I don’t believe “should” is a safety system. It’s a story people tell themselves to feel protected in environments that don’t care about intent or righteousness. Victimhood doesn’t erase agency. People make constrained choices under pressure, but those choices still shape risk.

Assuming mercy—from strangers, crowds, activists, or law enforcement—is not a moral stance, it’s a gamble. Opening your belly or your neck to people with power because you believe they should be kind misunderstands how humans behave under stress, resentment, fear, and authority.

Law enforcement is not a refuge. The word enforcement includes force. The escalation ladder is real: command, physical contact, non-lethal force, restraint, lethal force. The Constitution and the law operate retroactively. In the field, reality operates immediately.

Protests—peaceful, mostly peaceful, or riots—are not asymmetrical moral spaces. They are symmetrical behavioral environments with asymmetrical weaponization. Being unarmed, morally correct, or less organized does not guarantee restraint from the other side. Insurgents aren’t treated like schoolchildren because they lack air superiority. History doesn’t work that way.
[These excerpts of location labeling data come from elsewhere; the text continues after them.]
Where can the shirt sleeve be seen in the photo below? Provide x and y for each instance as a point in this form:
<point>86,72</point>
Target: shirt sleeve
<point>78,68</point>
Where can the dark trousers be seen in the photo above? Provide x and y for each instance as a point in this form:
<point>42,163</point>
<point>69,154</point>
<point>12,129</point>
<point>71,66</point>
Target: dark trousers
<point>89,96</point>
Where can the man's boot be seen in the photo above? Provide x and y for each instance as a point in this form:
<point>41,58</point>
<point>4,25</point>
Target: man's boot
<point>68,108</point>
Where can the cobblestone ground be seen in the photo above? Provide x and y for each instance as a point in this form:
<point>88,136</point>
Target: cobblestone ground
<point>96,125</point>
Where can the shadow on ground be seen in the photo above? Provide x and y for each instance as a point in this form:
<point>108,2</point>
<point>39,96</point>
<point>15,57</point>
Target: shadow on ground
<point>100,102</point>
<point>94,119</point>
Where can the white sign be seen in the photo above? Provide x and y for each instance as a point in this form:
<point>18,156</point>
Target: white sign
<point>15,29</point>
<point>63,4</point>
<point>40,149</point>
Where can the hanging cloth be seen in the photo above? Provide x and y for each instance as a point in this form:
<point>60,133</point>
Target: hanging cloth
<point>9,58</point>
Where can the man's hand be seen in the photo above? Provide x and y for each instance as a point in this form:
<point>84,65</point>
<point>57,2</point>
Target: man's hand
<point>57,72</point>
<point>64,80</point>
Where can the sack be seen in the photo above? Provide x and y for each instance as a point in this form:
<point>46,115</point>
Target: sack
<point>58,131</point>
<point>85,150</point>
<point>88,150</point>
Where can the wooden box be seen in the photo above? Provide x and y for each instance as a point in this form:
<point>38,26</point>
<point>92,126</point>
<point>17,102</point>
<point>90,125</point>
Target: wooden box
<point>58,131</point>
War is the same. Smaller, weaker, or less advanced forces are not treated more gently because they should be. Ukraine, Gaza, Afghanistan—none of these conflicts operate on entitlement to kindness. They operate on power, perception, and escalation.

The core mistake is confusing legality with safety, righteousness with protection, and “should” with physics. Words are cheap. Risk is real. Survival depends on understanding how environments actually behave—not how we wish they would.

Being vigilant isn’t cruelty. It’s realism.